Similar corrections could be made to Gee’s exaggerated assertions about “a windmill in every backyard.”

Even if May’s estimate is too low, and the world would need two or three times that area, that would still be a tiny fraction of the regions in the world that get reliable sun and could produce energy for all the world’s needs.

Such a system would also be very cost-effective.
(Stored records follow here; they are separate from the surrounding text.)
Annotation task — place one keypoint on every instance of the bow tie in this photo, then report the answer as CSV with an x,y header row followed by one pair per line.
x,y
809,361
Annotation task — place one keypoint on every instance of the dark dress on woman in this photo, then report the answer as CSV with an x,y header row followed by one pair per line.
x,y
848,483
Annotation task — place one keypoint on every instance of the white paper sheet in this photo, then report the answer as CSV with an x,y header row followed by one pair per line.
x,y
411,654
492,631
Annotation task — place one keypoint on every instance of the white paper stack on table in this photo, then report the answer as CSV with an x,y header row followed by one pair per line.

The existing U.S. energy industries — oil, coal, gas and nuclear — have received during their lifetime an estimated $630 billion in subsidies from the U.S. government, i.e., from taxpayers.

They have also received much larger indirect and hidden subsidies because they have avoided paying for many of the damages their products have caused or contributed to, such as mine workers’ lung diseases, many illnesses among the general population related to coal smoke, environmental destruction caused by mine pollution and burning of fossil fuels, and the long-term effects of climate change.

By comparison, solar and other renewables have received only about $50 billion in subsidies, yet they are already being used widely in many countries. Renewables have been a bargain, and the more they are used, the bigger a bargain they will be.

Most importantly, in my view, no one will get black lung from setting up or monitoring a solar panel or a windmill.

Anyone who complains about the “cost” of solar must explicitly and openly address the costs of thousands of coal miners’ lives shortened by lung and other diseases, the medical expenses they must bear while the companies try to avoid paying, the costs to miners’ families devoting their lives to caring for fathers and husbands and then losing them early, and endless illnesses and contamination of waters and lands that everyone has to deal with in our coal-powered country.

A few areas of “green space” covered by solar panels would seem a negligible price for keeping unpolluted more lands, streams and lakes, and enabling more people to live their full lives.

>>> Mark B. Tauger is an associate professor of history at WVU, specializing in the history of famine, agriculture and agricultural sciences. <<<

See also: www.FrackCheckWV.net

{ 1 comment… read it below or add one }

S. Thomas Bond February 24, 2015 at 11:37 pm

The $630 billion figure in subsidies from the federal government probably doesn’t include subsidies from the states and those forced from individual citizens by government. The benefits provided by the states in the form of lax and non-enforcement of regulations, favorable legislation, and bending constitutional property rights, such as confiscation by forced pooling are probably greater.

Greater still are the anticipated contributions to the industry by people in shale drilling areas. Loss of property values on land all over the area, contaminated water in a larger portion of it, poisoned streams and mini-brownfields, endless health problems, diminished farm and forest returns with much additional labor required on farms, degraded life style, game made questionably safe, roads and traffic disrupted and more.

And there’s the white elephant in the room, global warming. Caused by hydrocarbon burning, Worst of all is the dimming of science caused by the carbon burning industry, limiting study of alternatives, instead of helping it. Disinformation such as influenced WVU President E. Gordon Gee, mentioned above. What is needed by society instead is a Manhattan Project-like effort to put the best brains to work on what everyone says we must eventually have, anyway.

I’m thinking of progress for the future, not standing back without a viable long-range plan for the future.